Ein Angebot der NOZ
Ein Artikel der Redaktion

Mit dem Bus aus Laatzen Weitere 100 Flüchtlinge in Delmenhorst angekommen

Von Thomas Breuer | 23.10.2015, 16:04 Uhr

Rund 100 Flüchtlinge sind am Freitagvormittag gegen 9.45 Uhr mit zwei Doppeldeckerbussen aus Laatzen (Region Hannover) in der Stadt Delmenhorst angekommen. Zuvor waren sie mit dem Zug, vermutlich aus Bayern, nach Laatzen unterwegs gewesen.

Knapp 50 Einsatzkräfte, darunter etwa 25 Ehrenamtliche, versorgten die Menschen nach Angaben aus dem Rathaus mit Getränken und kleinen Snacks. Die Flüchtlinge stammen größtenteils aus Afghanistan und Syrien sowie vereinzelt aus Algerien, Marokko, Iran und Irak. Oberbürgermeister Axel Jahnz war in Deichhorst, um sie zu begrüßen.

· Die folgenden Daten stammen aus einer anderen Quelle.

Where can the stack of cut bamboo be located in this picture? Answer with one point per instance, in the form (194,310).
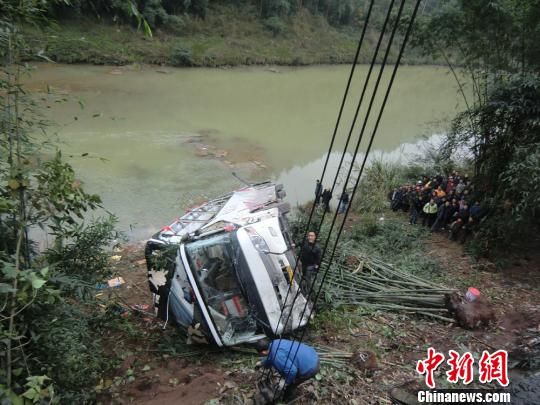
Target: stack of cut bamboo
(378,285)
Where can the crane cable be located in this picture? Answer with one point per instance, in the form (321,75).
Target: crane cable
(353,124)
(338,121)
(373,134)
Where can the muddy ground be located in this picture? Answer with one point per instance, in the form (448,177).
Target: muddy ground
(159,368)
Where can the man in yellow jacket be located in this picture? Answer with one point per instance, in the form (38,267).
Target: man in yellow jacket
(430,213)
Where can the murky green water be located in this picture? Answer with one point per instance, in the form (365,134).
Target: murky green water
(143,122)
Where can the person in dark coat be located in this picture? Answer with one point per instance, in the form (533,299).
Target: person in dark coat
(318,191)
(343,202)
(310,256)
(444,213)
(326,197)
(417,205)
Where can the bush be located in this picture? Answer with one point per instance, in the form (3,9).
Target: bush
(182,57)
(83,259)
(175,24)
(69,351)
(275,24)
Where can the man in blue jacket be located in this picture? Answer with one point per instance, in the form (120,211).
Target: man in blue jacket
(295,362)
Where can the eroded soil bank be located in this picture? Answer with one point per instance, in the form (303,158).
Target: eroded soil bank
(159,368)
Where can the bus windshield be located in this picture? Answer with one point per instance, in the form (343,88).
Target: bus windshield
(212,261)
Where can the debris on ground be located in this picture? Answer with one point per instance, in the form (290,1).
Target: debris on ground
(470,315)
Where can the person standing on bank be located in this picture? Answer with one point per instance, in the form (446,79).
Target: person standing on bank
(326,197)
(296,362)
(343,202)
(318,191)
(310,257)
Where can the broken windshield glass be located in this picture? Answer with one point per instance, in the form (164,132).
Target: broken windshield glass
(212,261)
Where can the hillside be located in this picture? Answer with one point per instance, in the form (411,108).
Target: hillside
(227,36)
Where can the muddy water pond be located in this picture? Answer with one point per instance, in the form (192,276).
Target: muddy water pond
(158,140)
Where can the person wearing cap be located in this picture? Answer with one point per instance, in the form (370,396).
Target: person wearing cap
(296,362)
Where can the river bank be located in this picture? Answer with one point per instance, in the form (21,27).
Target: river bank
(226,37)
(158,366)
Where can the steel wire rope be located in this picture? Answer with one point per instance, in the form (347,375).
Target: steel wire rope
(366,82)
(381,111)
(338,121)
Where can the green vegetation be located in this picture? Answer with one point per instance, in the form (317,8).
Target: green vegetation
(497,43)
(50,323)
(229,34)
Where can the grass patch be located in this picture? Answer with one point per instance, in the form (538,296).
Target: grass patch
(227,36)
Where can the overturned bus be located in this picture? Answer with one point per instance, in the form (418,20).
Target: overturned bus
(225,267)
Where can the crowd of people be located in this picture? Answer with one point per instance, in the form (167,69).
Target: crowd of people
(441,204)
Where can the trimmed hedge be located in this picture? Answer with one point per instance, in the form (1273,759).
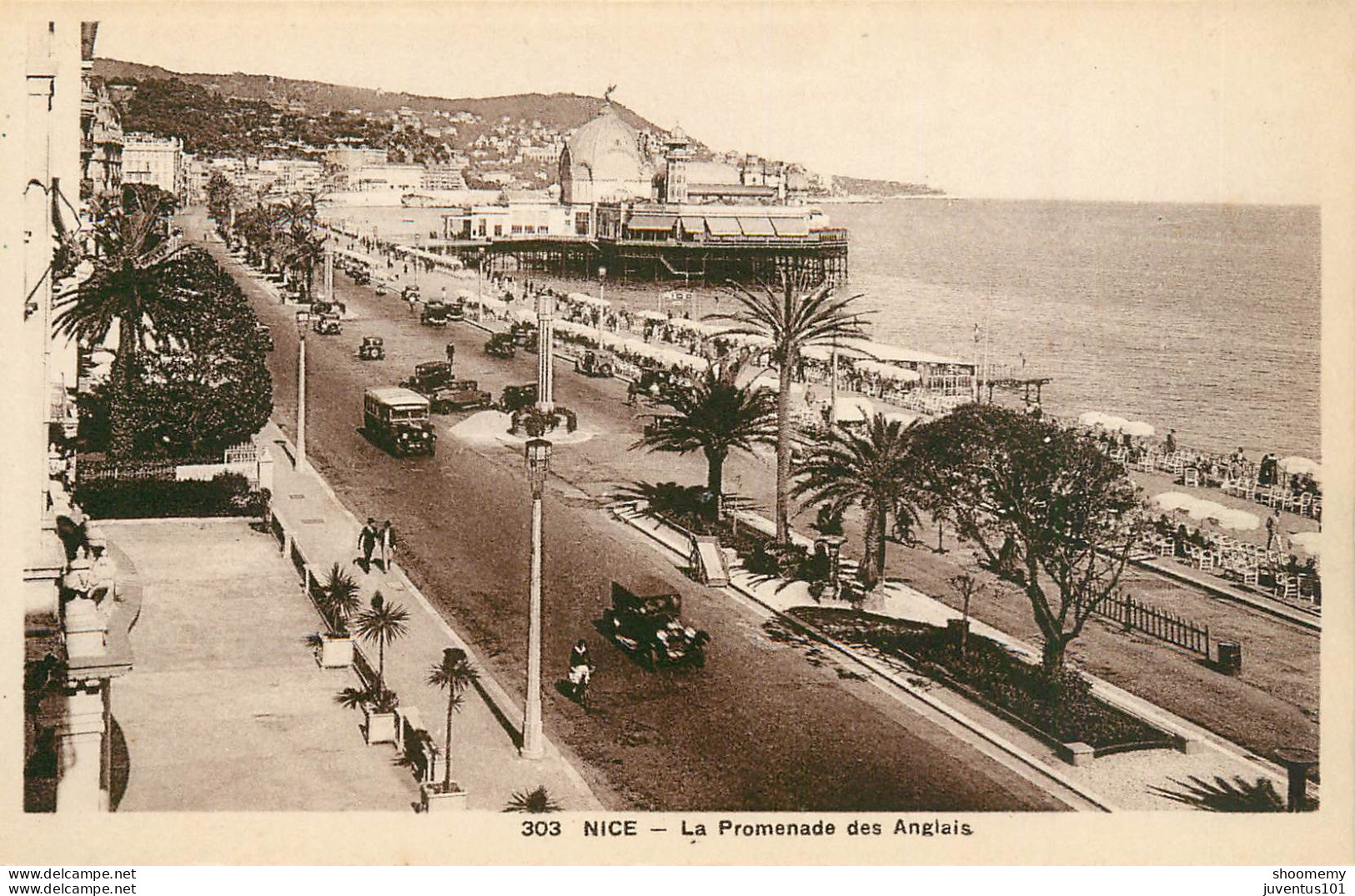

Die Daten der Schutzsuchenden wurden von städtischen Mitarbeitern, unter anderem der Ausländerbehörde, aufgenommen. Anschließend wurden alle in den Sporthallen am Stubbenweg und an der Holbeinstraße untergebracht. Insgesamt stehen dort rund 150 Betten zur Verfügung.

150 Betten in zwei Unterkünften belegt

Von den bereits am vergangenen Samstag eingetroffenen 78 Personen, die am Stubbenweg einquartiert worden waren, haben demnach etwa 30 die Stadt schon wieder verlassen. Laut Stadtsprecher Timo Frers geschieht dies in der Regel nicht unbemerkt, die Menschen würden sich verabschieden oder abmelden.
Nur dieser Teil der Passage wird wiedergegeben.